By: Michael Rosen
Illustrated by: Pat Sandy
Publisher: Lerner Publishing Group
Publication Date: August 2013
Reviewed by: Deb Fowler
Review Date: December 7, 2013
If you told your friends that trains fly, you’d get some mighty funny looks. However, if they knew about the Shanghai Maglev train, those funny looks would soon turn to looks of amazement. Oh, and maybe they would think you were really smart (and cool) when you told them that in addition to being the “fastest train in the world,” you told them all about “magnetic levitation.” It’s a “technology that uses magnets to lift and suspend the train just above the rails.” Nah, things just can’t get any cooler than that, or can they?

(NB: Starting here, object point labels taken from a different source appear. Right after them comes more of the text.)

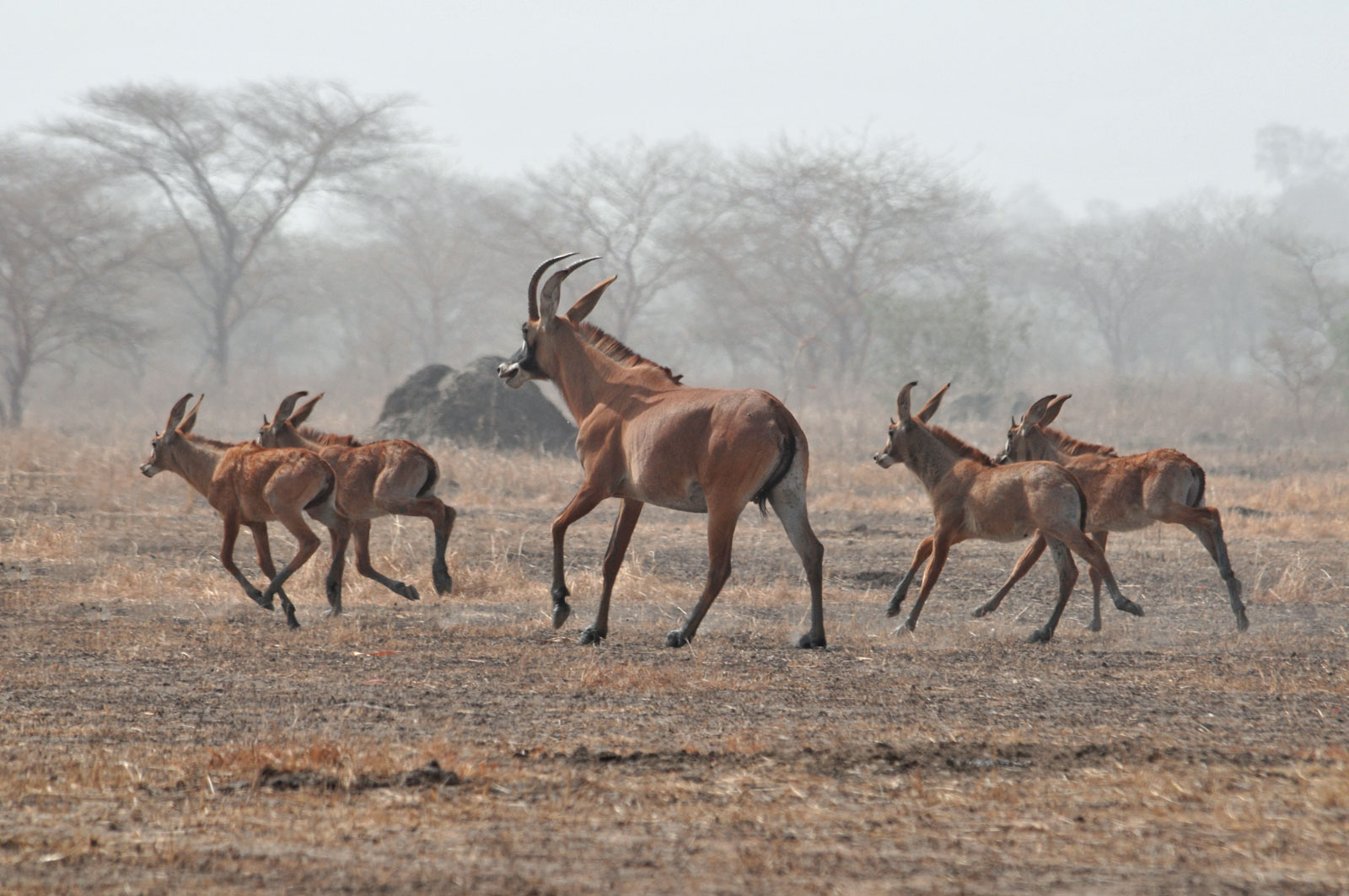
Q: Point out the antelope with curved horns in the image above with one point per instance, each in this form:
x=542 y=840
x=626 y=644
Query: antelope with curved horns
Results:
x=378 y=480
x=251 y=486
x=648 y=439
x=1123 y=494
x=975 y=498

Yes, things can get cooler than that and maybe even a lot weirder. Seen any flying saucers lately? If you have, you just may have gotten a glimpse at the Moler Neuera. The Nuera can carry two passengers and can “soar at 100 miles (161 km) per hour.” Now that is weird, but Moller is ever innovative and has just invented the Mollar Skycar, a “mini-plane” that can go even faster. It’s a very futuristic looking vehicle, but it just may be something you’ll have in your future. There are some other forms of transportation that are recognizable, but equally amazing.
Ever seen a boat that could carry more than a hundred people? Of course you have, but I bet you haven’t seen one that looks like a super-duper, extra long canoe. Snake boats can “carry crews that exceed one hundred: sixty paddlers paddle, ten helmsmen steer, [as] two dozen singers chant.” There are a lot of “bizarre vehicles” in this book and if you like strange but true things, you’re going to be amazed at what you read about!
This is an amazing collection of bizarre vehicles that will thrill young readers. This is the type of book that will engage even the most reluctant reader as they turn the pages of this book. The layout is very vibrant with graphic novel-like drawings and mesmerizing photographs of the most unusual vehicles. In addition to the ones already mentioned there is the aquaskipper, polwerbocks, a personal jetpack, solo submarine, examples of skysurfing, a rinspeed squba, people zorbing, and a sampling of art cars. The writing is definitely upbeat and kid-friendly. In the back of the book is an index, a glossary, and additional recommended book and website resources to explore.
Quill says: If you have a youngster who likes their reading a little bit on the weird and wacky side, they'll love this book!